Ownership attribute for malloc etc. checking

I do think this is pretty cool stuff -- like Ted said, being able to
generalize the leak-checking code would be nice (perhaps even unifying
malloc/free and Cocoa retain counting someday).

I have a number of minor suggestions, such as asking the attribute which
arguments matter instead of iterating over them all and seeing if they're
important, and following the LLVM comment style (complete, capitalized
sentences ending in [.?!] whenever possible). Also using "!" instead of
"not". *grin*

I think you have a logic error dealing with held memory. You're allowing a
double-free if the current free is a hold, but I think what you want is to
allow /uses/ if the /previous/ free was a hold.
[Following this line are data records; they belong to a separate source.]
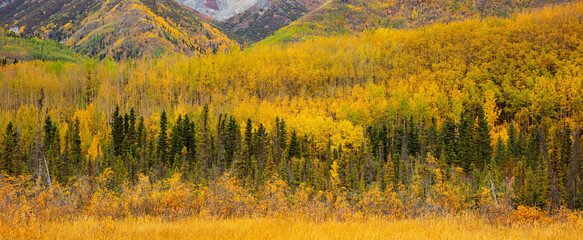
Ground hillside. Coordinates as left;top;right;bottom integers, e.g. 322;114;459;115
0;28;82;62
0;1;583;239
216;0;326;42
264;0;570;44
0;0;232;59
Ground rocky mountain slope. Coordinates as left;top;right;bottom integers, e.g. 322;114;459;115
264;0;570;43
171;0;269;21
0;0;233;59
176;0;328;42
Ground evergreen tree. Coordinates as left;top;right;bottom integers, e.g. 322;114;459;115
407;117;421;157
506;122;522;159
169;114;184;167
244;118;254;161
383;159;395;191
182;114;196;162
473;106;492;169
454;109;475;172
67;118;83;174
111;105;125;156
288;130;300;159
43;115;57;150
439;121;457;164
157;111;168;166
279;119;287;151
526;127;540;169
0;122;21;175
225;117;240;169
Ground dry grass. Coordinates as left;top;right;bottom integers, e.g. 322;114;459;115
0;215;583;240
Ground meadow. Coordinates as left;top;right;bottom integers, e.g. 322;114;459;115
3;214;583;240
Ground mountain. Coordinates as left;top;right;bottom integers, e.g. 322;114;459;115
0;28;82;62
216;0;326;42
176;0;327;42
0;0;233;59
171;0;269;21
263;0;571;44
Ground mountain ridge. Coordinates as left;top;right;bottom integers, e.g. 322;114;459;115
0;0;234;59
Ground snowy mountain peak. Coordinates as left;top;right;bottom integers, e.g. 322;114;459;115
175;0;269;21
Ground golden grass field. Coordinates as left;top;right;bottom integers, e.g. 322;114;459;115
2;215;583;240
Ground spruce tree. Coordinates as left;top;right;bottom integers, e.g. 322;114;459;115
473;106;492;169
67;118;83;174
169;114;184;167
111;105;125;156
288;130;300;159
157;111;168;166
244;118;254;161
454;112;475;172
407;117;421;157
279;119;287;151
0;122;20;175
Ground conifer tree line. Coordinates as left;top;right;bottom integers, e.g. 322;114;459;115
0;105;583;209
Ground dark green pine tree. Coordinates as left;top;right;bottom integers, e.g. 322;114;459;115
253;123;266;170
506;122;522;159
156;111;169;166
439;121;458;164
288;130;300;159
494;139;508;168
225;116;240;169
379;124;391;163
126;108;136;144
559;124;573;172
43;115;60;180
0;122;21;175
43;115;57;151
407;117;421;157
67;118;83;174
111;105;125;156
473;106;492;169
243;118;254;162
136;116;146;148
454;112;475;172
279;118;287;151
182;114;196;164
526;127;540;170
169;114;184;167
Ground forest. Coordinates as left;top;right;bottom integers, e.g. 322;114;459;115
0;2;583;238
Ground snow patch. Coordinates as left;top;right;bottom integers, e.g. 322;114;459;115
175;0;270;21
Perhaps the RefState kind
needs a new enum value, Relinquished or something.

It'd be nice to write a couple of tests for this new attribute. It's
probably sufficiently new to warrant its own test file in the test/Analysis
directory.

Secretly I would love for the module name /not/ to be checked at all, only
associated with a pointer when ownership_returns is encountered. It would
then be expected that any non-escaping marked pointer is cleaned up by the
end of the function body. This would let people define their own modules
without any extra configuration at all.

const char * __attribute__((ownership_returns(my_app_intern)))
intern(const char *);
void __attribute__((ownership_takes(my_app_intern))) release(const char
*);

void useInput (const char *input) {
  const char *str = intern(input);
  // do complicated stuff with str
  release(str);
}

The downside, of course, is that /any/ use of the pointer as a function
argument would count as escaping, making it not very useful. Perhaps there
could be heuristics for this sort of thing -- a non-builtin module name
/must/ be balanced or explicitly escape, or else be passed to a free-like
function. For things like "malloc" and "fopen", we probably have to be more
lenient.

If this is extended to work with multiple owners, you'll also run into the
problem of two kinds of "hold" -- in both cases, there's a new owner, but
the current owner doesn't necessarily give up ownership. But that's a
problem for another day.

Last, as a small note, I don't think ownership_returns should require a
size argument at all -- it falls down for something as simple as this:

struct Node *allocNode() {
  return (struct Node *)malloc(sizeof(struct Node));
}

I see you're using MallocMemAux(); if you use the second form, which takes
a size SVal instead of an Expr*, then you can handle cases where the size
is unknown.

Overall, I like it! Perhaps clean it up a bit, but having a general
"ownership checker" seems like a great idea.

Jordy

Ok, here’s an updated patch that should cover all your suggestions.

Tests are included, they pass.

It also adds a check for functions returning memory that has been freed/taken (but not held, because while this is somewhat dangerous, it is in fact what malloc itself might do).

Andrew

clang-ownership-withtests.patch (30 KB)

Looking good! Some remaining comments below.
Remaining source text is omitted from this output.